There’s a fair amount of good, so let’s start with the positives. The cast is very good, starting with Cheadle’s energy as the mostly amoral trader who, yes, loves drugs and flashy things. (He rides around town in Lamborghini limousine that he calls “the Limbo,” which has a license plate that reads LIMBO1 and raises the important question of who beat him to the straightforward LIMBO plate.) His number two — also the former flame he still has feelings for — is Dawn Darcy, played by Regina Hall. Hall is excellent in a role that requires a lot of lifting: she’s the conscience of the show, but also the only one who can take on Mo, but also the Chief Ballbuster in a testosterone-soaked office. A different (possibly better) show could just focus on her navigating the Wall Street frat party atmosphere.
The rest of the cast is solid, too. Andrew Rannels plays Blair Pfaff, a nerd with an algorithm who is married to a wealthy woman played by Casey Wilson. Ken Marino pops up in a dual role as actual twin Lehman brothers. The Jammer Group is littered with your favorite comedy-types: Paul Scheer, Horatio Sanz, etc.
Also, it’s fast. Hoo boy, is it fast. Jokes come non-stop from a bunch of angles, sometimes focused on NBA basketball, which should surprise exactly no one who watched Caspe’s previous shows, Happy Endings and Marry Me. There’s one in the second episode about searching for a white person at any restaurant that has “a turkey sandwich to die for” that made me gasp from its humor and accuracy.

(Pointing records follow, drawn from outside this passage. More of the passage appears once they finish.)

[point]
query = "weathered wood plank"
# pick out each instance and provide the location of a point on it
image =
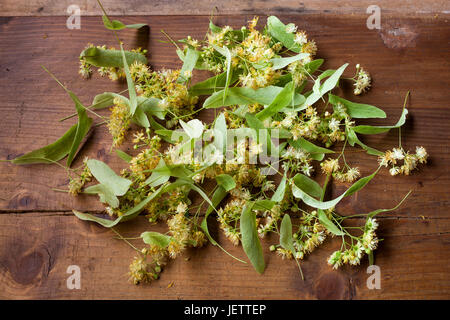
(31, 101)
(37, 248)
(43, 238)
(205, 7)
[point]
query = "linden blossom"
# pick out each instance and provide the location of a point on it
(260, 82)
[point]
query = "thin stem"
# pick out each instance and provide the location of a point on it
(90, 107)
(124, 239)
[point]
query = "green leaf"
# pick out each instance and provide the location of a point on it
(117, 25)
(375, 212)
(365, 129)
(277, 29)
(105, 193)
(243, 96)
(217, 197)
(124, 156)
(263, 205)
(130, 214)
(105, 175)
(227, 54)
(226, 181)
(328, 85)
(250, 240)
(130, 83)
(189, 62)
(310, 201)
(140, 118)
(308, 185)
(151, 107)
(220, 134)
(214, 28)
(112, 24)
(103, 100)
(353, 139)
(286, 240)
(159, 177)
(312, 66)
(280, 63)
(357, 110)
(210, 85)
(327, 223)
(156, 239)
(83, 125)
(278, 196)
(50, 153)
(99, 57)
(316, 152)
(281, 101)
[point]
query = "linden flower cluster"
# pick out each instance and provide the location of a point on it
(297, 160)
(410, 161)
(182, 234)
(113, 73)
(366, 243)
(119, 121)
(76, 184)
(277, 57)
(310, 234)
(347, 174)
(362, 80)
(163, 85)
(252, 51)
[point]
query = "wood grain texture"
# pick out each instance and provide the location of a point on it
(207, 7)
(39, 237)
(37, 248)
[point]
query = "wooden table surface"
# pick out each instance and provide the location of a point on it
(40, 237)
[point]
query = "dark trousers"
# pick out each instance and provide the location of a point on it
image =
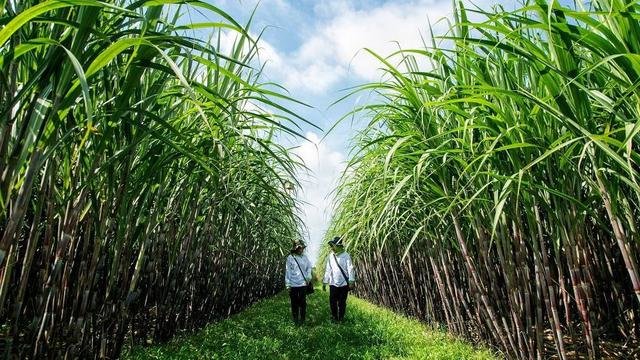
(338, 301)
(298, 297)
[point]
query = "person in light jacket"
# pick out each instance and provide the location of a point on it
(297, 276)
(340, 275)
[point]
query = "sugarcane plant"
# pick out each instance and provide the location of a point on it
(142, 189)
(495, 188)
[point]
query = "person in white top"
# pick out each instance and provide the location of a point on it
(340, 275)
(296, 278)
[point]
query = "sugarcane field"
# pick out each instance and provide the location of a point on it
(320, 179)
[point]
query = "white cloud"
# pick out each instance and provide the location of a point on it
(325, 167)
(334, 46)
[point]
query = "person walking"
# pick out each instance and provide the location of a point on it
(296, 278)
(340, 275)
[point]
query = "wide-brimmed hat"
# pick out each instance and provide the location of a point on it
(336, 241)
(298, 244)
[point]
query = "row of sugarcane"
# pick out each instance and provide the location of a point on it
(142, 191)
(495, 190)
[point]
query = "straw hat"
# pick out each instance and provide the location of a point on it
(298, 244)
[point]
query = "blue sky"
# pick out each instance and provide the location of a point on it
(314, 48)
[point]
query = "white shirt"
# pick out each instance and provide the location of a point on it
(332, 274)
(293, 277)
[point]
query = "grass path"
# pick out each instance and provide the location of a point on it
(265, 331)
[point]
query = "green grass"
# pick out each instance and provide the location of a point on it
(265, 331)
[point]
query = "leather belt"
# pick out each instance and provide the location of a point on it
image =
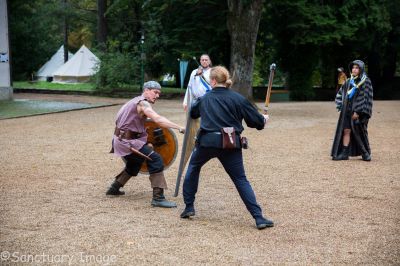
(126, 134)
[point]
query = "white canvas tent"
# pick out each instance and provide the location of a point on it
(79, 68)
(57, 60)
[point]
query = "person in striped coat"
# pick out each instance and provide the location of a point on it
(354, 102)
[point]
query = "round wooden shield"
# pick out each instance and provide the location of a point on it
(164, 143)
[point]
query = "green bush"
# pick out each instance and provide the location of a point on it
(117, 70)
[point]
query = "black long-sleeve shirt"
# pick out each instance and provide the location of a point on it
(222, 107)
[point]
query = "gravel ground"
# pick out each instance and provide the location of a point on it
(55, 170)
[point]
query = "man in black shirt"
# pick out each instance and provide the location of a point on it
(220, 109)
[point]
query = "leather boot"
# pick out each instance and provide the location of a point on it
(366, 157)
(344, 155)
(188, 212)
(263, 223)
(120, 181)
(159, 199)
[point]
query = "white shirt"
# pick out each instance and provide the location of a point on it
(195, 85)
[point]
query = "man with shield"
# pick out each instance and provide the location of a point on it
(130, 141)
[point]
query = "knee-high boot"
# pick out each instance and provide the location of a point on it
(158, 183)
(120, 181)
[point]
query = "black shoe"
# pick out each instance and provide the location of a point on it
(263, 223)
(344, 155)
(187, 213)
(366, 157)
(114, 192)
(163, 203)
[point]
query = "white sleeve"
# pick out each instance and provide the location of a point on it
(189, 87)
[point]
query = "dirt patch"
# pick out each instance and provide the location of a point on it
(55, 170)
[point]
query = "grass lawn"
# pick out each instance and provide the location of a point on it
(44, 85)
(87, 87)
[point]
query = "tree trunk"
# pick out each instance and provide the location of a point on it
(243, 21)
(102, 24)
(65, 31)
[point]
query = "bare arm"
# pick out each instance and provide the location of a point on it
(144, 108)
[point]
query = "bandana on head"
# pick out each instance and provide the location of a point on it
(152, 85)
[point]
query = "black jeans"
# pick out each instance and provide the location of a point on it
(232, 161)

Now, on the flip side, the tone of the show can seem a little off at times. The jokes are often crude and sharp-edged in a way that can feel occasionally cringe-worthy. They also feel a bit forced in places, like someone took a network sitcom script and spiced it up on the fly. (“Call someone a name! Make a gay joke! This is the 80s, people still did that!,” I picture an executive shouting into a phone.) There’s nothing wrong with a show being filthy or mean —Big Mouth is much filthier and Succession is much meaner — as long as you do so in service of the story, and some things here feel off, at least in the early going.